I apologize for that. I created this map intending to play strictly offline just for myself, but then saw all that sugar and thought it might be fun for someone to play. I didn't even play a single turn on the map, and I cannot even access the World Builder due to locked modified assets. I was hoping, with the map type and all, that we might get a good opportunity to see Numidians, but I guess not.
I want to like the Numidians. I try very hard to like them, in fact. Maybe the extra withdrawal chance, or even what AZ used to argue that AI just builds more metal units, etc... maybe they all come into play. I was looking to see if there were anyone who had a differing point of view than mine. It seems as though the forum is pretty much united on their opinion towards this unit.
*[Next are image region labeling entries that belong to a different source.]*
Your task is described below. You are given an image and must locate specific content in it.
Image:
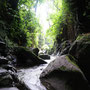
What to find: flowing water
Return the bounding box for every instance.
[18,56,55,90]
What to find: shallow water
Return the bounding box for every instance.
[18,56,55,90]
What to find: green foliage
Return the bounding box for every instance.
[46,0,74,47]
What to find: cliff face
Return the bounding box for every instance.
[69,0,90,34]
[56,0,90,47]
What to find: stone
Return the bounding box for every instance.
[0,56,8,65]
[57,40,71,55]
[0,41,6,56]
[0,87,19,90]
[39,54,50,60]
[69,33,90,82]
[13,47,46,67]
[32,48,39,56]
[40,55,90,90]
[0,68,13,87]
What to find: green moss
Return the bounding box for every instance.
[66,55,79,68]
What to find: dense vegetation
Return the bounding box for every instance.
[0,0,90,51]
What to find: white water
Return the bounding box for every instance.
[18,56,55,90]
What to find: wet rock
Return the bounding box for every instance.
[0,68,13,87]
[14,47,46,67]
[40,55,90,90]
[60,46,70,55]
[32,48,39,56]
[69,34,90,82]
[57,40,71,55]
[0,41,6,56]
[0,87,19,90]
[0,56,8,65]
[39,54,50,60]
[2,64,17,72]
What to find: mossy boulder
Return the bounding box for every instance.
[69,33,90,82]
[0,68,13,87]
[57,40,71,55]
[13,47,46,67]
[32,48,39,56]
[39,54,50,60]
[40,55,89,90]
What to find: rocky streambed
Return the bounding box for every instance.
[18,56,55,90]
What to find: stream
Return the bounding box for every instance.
[18,56,55,90]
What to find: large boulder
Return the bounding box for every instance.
[0,68,13,87]
[13,47,46,67]
[57,40,71,55]
[69,34,90,82]
[40,55,90,90]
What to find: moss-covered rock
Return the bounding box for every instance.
[69,33,90,81]
[13,47,46,66]
[40,55,89,90]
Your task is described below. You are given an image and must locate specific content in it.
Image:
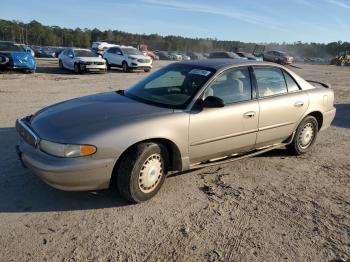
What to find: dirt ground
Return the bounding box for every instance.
[0,60,350,261]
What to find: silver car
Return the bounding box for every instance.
[16,59,335,202]
[263,51,294,65]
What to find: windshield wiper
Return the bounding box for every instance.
[115,89,125,96]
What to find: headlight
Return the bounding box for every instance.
[39,140,97,157]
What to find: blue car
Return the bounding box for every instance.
[0,41,36,72]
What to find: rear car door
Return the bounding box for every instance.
[64,49,74,70]
[254,67,309,147]
[189,67,259,164]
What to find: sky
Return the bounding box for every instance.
[0,0,350,43]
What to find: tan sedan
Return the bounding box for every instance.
[16,59,335,202]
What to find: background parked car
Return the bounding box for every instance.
[103,46,152,72]
[263,51,294,65]
[137,45,159,60]
[37,47,56,58]
[154,50,171,60]
[168,51,182,61]
[208,52,246,59]
[186,52,205,60]
[58,48,107,74]
[177,51,191,61]
[236,52,263,61]
[91,41,117,56]
[0,41,36,72]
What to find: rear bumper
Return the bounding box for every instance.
[17,140,114,191]
[320,108,336,131]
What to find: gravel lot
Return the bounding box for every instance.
[0,60,350,261]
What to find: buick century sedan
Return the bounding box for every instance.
[16,59,336,202]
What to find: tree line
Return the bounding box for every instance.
[0,19,350,57]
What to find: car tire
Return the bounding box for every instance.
[287,116,318,155]
[117,143,169,203]
[58,60,64,69]
[122,61,129,73]
[74,63,81,74]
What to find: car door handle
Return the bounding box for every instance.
[243,111,255,118]
[294,101,304,107]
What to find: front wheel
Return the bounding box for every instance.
[287,116,318,155]
[117,143,168,203]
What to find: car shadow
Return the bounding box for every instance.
[0,127,129,213]
[332,104,350,128]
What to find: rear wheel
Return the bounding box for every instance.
[287,116,318,155]
[122,61,129,73]
[117,143,168,203]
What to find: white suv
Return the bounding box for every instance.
[103,46,152,72]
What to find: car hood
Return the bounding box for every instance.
[0,51,36,70]
[129,55,149,59]
[76,57,105,62]
[31,92,173,143]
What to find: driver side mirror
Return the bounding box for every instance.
[202,96,225,108]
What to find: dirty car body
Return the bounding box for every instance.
[0,41,36,71]
[16,59,335,202]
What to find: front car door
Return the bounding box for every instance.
[103,47,115,65]
[113,47,124,66]
[189,67,259,164]
[254,67,308,147]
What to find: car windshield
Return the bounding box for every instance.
[124,64,215,109]
[122,48,143,55]
[0,42,24,52]
[74,50,97,57]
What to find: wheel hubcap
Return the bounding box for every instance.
[139,154,163,193]
[299,123,314,149]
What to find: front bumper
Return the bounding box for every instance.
[129,61,152,69]
[81,64,107,72]
[16,118,114,191]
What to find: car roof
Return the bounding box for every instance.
[177,58,278,70]
[71,48,91,52]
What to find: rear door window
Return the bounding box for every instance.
[203,67,252,105]
[254,67,287,97]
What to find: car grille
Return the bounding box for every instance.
[137,59,151,63]
[16,119,39,147]
[85,62,104,65]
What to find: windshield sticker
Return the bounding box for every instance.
[189,69,211,76]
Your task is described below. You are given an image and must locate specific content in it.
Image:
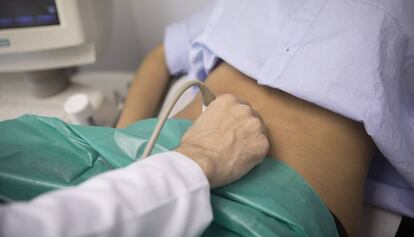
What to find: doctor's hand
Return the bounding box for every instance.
[176,95,269,188]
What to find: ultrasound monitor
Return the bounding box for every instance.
[0,0,112,97]
[0,0,60,29]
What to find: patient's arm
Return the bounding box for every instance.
[117,46,170,127]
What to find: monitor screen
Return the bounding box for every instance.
[0,0,60,30]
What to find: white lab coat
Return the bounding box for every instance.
[0,152,212,237]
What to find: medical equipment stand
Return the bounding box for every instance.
[0,72,134,126]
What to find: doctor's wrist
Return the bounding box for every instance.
[175,144,216,188]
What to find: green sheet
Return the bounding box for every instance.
[0,116,338,237]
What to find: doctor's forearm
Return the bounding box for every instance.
[117,46,170,127]
[0,152,212,237]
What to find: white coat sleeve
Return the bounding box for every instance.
[0,152,212,237]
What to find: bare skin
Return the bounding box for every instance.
[119,47,375,236]
[176,63,375,236]
[176,95,269,188]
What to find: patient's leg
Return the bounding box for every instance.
[177,63,375,236]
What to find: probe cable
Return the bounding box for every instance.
[141,80,216,159]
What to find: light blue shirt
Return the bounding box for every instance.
[164,0,414,215]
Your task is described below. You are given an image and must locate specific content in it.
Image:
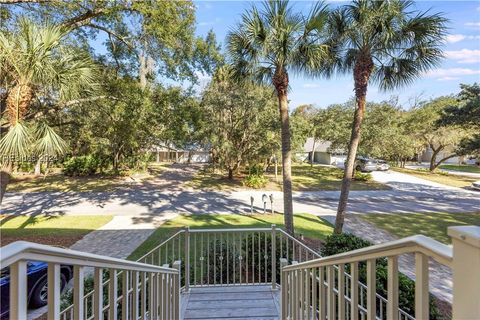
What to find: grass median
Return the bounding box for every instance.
[360,212,480,244]
[128,214,333,260]
[0,215,113,248]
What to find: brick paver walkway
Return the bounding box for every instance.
[322,214,452,303]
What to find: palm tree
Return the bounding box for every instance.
[330,0,447,233]
[0,18,96,201]
[227,1,333,234]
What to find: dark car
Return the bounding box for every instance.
[0,261,73,319]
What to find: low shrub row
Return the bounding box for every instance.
[320,233,444,320]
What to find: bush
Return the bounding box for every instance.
[243,174,268,189]
[321,233,442,320]
[63,155,101,176]
[353,170,373,181]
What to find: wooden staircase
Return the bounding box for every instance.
[181,285,280,320]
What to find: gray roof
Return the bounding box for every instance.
[303,138,343,153]
[303,138,332,152]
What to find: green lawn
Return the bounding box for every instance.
[128,214,333,260]
[440,164,480,173]
[360,212,480,244]
[189,164,389,191]
[7,163,171,192]
[0,215,113,247]
[394,168,478,188]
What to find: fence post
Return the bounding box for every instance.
[448,226,480,319]
[271,224,277,290]
[173,261,182,319]
[280,258,288,319]
[185,226,190,292]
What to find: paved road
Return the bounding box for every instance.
[2,167,480,223]
[405,163,480,180]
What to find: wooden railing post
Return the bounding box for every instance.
[9,261,27,320]
[280,258,288,319]
[271,224,277,290]
[93,268,103,320]
[415,252,430,320]
[448,226,480,319]
[185,227,190,292]
[73,266,85,320]
[173,261,182,319]
[47,262,60,320]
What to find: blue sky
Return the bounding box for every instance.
[195,1,480,109]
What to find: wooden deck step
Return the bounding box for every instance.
[182,285,279,320]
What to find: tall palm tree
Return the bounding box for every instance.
[227,1,333,234]
[330,0,447,233]
[0,18,96,201]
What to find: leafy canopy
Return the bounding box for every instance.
[329,0,447,90]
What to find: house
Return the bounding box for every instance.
[418,147,475,164]
[151,145,210,163]
[297,138,347,165]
Whoa... that map is old! ^_^ Another Hannibal map I could play for myself offline. Thanks for sharing.
There are a few key points with numids that I think people are overlooking:
1. Withdraw chance + charismatic means that
after a single withdraw, they get their second promo, and if they win once with stables + barracks, they get their third
2. Numid with shock + combat 1 beats spearman with combat 1 (with a difference of 0.1 strength, but still enough to cause you to win at 62% odds). This point is huge because it: protects you from spear counterattacks, lets you fight stacks directly on the open field without losing too many or even any at all, and lets you take cities by sacrificing an average of about 1 unit less per spear (which is massive in the early eras!).
3. Numids, especially with shock, totally roll over swords and axes. A shock numid
negates walls + fortify bonus, and
almost has winning odds against a fortified sword in a city with combat 1. If the city has no walls or the sword is not fortified, the numid WILL win against most swords and axes in cities, regardless of how holed up they are. And no sword or axe will dare attack out of the city based on how large the bonuses are.
4. Numids don't get much worse odds against units they're weaker against. Versus archers...you will often lose when you would normally lose with HAs. Versus chariots...you will often win when you normally win with HAs. The only major difference is fighting opposing HAs (and war chariots), which are super niche and stuff the AI doesn't even normally go for (or, for WCs, unique to a single civ). And of course you will die to elephants anyways with HAs, so why care about that?
5. As AZ said, the AIs will love to spam metal units the second they get metal. A bonus against the strongest and most common enemy units are well worth a lesser debuff against the weaker, rarer ones. Assuming they build them in about equal quantity, there may be about 3 melee units for every 1 archery one, as there are three types: swords, spears, and axes.
Applying the above, I managed to accomplish -
Taking out 2 civs with a HA replacement - almost unheard of on deity!